I think all these references have been cited on the list before, but I'll
post them anyway.
RFC1641 "Using Unicode with MIME"
and
RFC1642 "A Mail-Safe Transformation Format of Unicode"
are cited in RFC1700 (Assigned Numbers) as the reference for some Unicode
character set names.
There is a "Unicode Home Page" at:
<URL:http://www.stonehand.com/unicode.html>.
It has _some_ version of the Unicode standard (I think), a glossary and a FAQ.
The page at:
<URL:http://www.stonehand.com/unicode/standard/principles.html>
looks especially interesting as it discusses various encodings of Unicode.
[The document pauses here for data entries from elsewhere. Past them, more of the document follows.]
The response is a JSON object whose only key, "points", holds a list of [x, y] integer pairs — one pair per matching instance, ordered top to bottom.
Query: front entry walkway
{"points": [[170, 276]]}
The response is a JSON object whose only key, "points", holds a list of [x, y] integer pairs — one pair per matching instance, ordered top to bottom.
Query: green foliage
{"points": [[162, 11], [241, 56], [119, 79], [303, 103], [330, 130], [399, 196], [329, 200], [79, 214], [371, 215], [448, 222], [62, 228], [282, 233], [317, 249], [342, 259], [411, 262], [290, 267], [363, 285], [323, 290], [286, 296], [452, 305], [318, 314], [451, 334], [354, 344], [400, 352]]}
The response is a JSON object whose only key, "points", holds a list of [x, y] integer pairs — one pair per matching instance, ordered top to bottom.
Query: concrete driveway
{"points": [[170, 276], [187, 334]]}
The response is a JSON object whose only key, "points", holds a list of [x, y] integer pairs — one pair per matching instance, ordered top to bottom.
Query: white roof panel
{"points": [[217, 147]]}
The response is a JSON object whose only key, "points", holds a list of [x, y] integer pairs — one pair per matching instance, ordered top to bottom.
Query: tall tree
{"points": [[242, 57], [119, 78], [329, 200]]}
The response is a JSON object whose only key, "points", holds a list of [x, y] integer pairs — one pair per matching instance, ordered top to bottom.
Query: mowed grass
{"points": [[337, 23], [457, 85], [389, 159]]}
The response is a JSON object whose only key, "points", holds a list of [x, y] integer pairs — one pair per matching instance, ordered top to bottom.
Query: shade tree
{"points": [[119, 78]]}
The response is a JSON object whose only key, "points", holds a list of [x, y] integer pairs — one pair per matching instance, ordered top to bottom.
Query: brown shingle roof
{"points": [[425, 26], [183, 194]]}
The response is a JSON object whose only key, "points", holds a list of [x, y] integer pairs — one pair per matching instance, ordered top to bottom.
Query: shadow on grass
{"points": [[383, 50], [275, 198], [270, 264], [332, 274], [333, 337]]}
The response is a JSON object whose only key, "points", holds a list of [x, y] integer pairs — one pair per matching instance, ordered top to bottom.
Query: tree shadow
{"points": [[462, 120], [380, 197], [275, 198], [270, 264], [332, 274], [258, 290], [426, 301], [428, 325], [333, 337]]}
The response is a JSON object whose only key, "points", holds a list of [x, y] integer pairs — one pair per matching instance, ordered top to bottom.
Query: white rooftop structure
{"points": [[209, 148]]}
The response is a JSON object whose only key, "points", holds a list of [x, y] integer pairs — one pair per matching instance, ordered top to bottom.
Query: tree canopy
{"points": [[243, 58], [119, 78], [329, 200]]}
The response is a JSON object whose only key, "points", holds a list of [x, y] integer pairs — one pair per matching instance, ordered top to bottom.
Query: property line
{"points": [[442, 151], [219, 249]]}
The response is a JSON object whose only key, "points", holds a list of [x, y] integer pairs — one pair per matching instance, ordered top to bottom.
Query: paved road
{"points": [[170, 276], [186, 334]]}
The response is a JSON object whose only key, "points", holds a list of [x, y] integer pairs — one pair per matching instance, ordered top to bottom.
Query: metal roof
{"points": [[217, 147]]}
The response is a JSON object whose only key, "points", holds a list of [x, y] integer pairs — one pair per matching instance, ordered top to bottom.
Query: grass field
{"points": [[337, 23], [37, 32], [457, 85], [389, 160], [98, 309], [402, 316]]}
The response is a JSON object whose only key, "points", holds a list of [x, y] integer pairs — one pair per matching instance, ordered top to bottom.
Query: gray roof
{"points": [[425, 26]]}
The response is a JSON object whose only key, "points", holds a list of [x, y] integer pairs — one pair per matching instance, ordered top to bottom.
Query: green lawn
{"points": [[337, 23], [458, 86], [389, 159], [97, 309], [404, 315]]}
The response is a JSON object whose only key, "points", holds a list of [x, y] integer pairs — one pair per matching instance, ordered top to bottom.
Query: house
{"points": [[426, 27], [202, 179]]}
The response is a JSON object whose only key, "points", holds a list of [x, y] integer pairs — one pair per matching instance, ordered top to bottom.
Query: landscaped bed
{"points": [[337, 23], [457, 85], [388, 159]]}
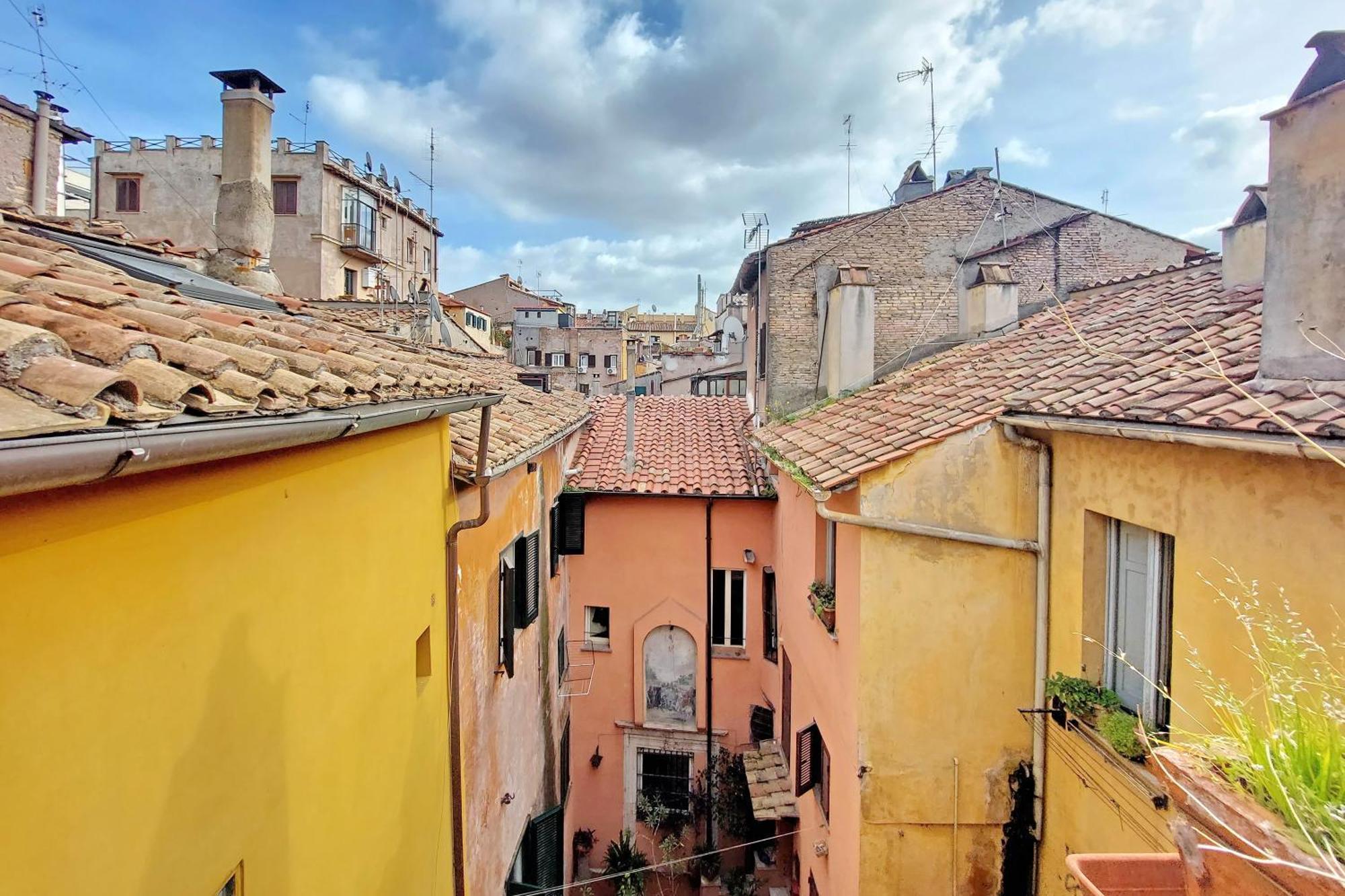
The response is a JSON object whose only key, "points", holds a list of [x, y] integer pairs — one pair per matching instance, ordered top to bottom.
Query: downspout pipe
{"points": [[481, 479], [1043, 615], [709, 666]]}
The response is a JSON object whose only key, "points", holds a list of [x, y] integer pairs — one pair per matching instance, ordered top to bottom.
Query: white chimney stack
{"points": [[245, 216], [1304, 311]]}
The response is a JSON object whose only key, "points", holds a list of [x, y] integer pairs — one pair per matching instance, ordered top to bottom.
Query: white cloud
{"points": [[1108, 24], [579, 111], [1135, 111], [1231, 140], [1017, 151]]}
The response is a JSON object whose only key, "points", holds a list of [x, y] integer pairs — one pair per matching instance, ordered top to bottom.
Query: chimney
{"points": [[41, 132], [245, 217], [1305, 225], [1245, 241], [991, 303], [848, 331]]}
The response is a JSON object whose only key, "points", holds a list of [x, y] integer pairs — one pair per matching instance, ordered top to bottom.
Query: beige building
{"points": [[17, 157], [342, 229]]}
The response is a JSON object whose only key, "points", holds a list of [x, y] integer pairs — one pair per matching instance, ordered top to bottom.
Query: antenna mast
{"points": [[926, 75], [848, 146]]}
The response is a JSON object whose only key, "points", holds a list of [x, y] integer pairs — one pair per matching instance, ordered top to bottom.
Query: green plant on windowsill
{"points": [[824, 595], [1082, 697]]}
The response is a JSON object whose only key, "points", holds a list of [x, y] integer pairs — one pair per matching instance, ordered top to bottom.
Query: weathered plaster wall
{"points": [[17, 162], [914, 251], [1274, 520], [645, 559], [948, 658], [196, 671], [827, 673], [512, 727]]}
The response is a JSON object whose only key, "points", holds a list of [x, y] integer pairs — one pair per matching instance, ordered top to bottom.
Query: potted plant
{"points": [[824, 599]]}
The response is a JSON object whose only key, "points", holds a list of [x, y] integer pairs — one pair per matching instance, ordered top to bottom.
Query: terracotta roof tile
{"points": [[83, 345], [1129, 353], [684, 446]]}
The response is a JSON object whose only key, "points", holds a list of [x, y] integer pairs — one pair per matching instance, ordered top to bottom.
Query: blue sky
{"points": [[613, 145]]}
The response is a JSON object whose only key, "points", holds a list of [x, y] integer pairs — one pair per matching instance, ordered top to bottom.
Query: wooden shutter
{"points": [[570, 538], [527, 579], [506, 631], [805, 763]]}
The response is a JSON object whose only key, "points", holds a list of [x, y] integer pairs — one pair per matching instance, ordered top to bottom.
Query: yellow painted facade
{"points": [[1277, 520], [219, 665]]}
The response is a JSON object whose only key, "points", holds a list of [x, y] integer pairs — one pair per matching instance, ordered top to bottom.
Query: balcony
{"points": [[360, 241]]}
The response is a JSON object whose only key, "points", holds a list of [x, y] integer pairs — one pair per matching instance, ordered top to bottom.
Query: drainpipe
{"points": [[41, 130], [709, 669], [1039, 689], [455, 716]]}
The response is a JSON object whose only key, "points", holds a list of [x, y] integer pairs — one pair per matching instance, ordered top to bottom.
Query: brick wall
{"points": [[17, 162], [913, 252]]}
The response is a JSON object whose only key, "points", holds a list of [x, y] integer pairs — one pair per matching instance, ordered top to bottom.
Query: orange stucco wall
{"points": [[645, 559], [827, 674], [512, 727]]}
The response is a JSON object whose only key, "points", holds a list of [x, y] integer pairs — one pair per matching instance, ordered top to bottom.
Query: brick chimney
{"points": [[245, 217], [1305, 224], [1245, 241], [991, 303], [848, 333]]}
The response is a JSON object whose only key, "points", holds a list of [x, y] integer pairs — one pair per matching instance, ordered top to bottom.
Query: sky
{"points": [[607, 149]]}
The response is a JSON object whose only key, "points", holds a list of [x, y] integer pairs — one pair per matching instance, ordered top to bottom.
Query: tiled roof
{"points": [[83, 346], [1143, 352], [684, 446], [769, 782]]}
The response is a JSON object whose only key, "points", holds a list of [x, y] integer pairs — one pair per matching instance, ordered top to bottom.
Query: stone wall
{"points": [[17, 162], [914, 252]]}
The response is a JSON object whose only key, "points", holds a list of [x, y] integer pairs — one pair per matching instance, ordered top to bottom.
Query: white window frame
{"points": [[728, 607], [1159, 627]]}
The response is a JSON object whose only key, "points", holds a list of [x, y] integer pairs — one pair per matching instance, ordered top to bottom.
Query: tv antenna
{"points": [[926, 75], [309, 108], [849, 147], [431, 182]]}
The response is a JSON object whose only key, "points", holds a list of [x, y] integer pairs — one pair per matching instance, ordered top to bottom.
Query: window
{"points": [[128, 193], [284, 196], [358, 210], [728, 608], [598, 626], [770, 630], [1139, 634], [813, 767], [665, 779], [539, 861]]}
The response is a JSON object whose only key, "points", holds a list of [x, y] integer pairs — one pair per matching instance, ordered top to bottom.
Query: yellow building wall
{"points": [[1277, 520], [946, 663], [219, 665]]}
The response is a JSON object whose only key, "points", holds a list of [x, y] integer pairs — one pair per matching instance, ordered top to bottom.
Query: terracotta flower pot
{"points": [[1213, 806], [1129, 873]]}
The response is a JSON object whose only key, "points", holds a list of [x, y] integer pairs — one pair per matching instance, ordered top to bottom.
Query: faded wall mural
{"points": [[670, 677]]}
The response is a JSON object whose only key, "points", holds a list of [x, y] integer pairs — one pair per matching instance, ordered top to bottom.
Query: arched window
{"points": [[670, 677]]}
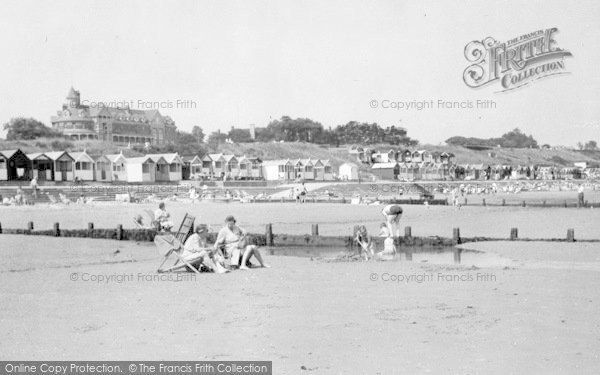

I don't know what ERCS is either. If I was guessing I'd say Extended
"Reference Concrete Syntax" (a la SGML).
And looking back in December I find:
Dec 12 Gavin wrote:
>There is a proposal going to SGML Open from a fellow in Australia that
>might be of interest to you. The proposal outlines an Extended
>Concrete Synatax that defines a 16bit CHARSET.
>
>The core concept is that at the lowest level in the parser, you have a
>"normalizer" which converts from the data storage format into the
>document character set. This is roughly akin to my proposal, but
>generalises it so that it *should* be possible to mix encodings, and
>character sets, and let the normaliser take care of all the nasty
>details.
I'm guessing the prior paper Gavin refers to is:
"A truly multilingual WWW" sent to http-wg and html-wg 12/22/94 and archived at:
http://www.acl.lanl.gov/HTML_WG/html-wg-94q4.messages/0576.html
Last round there were more follow-ups on the http-wg list than the html-wg list.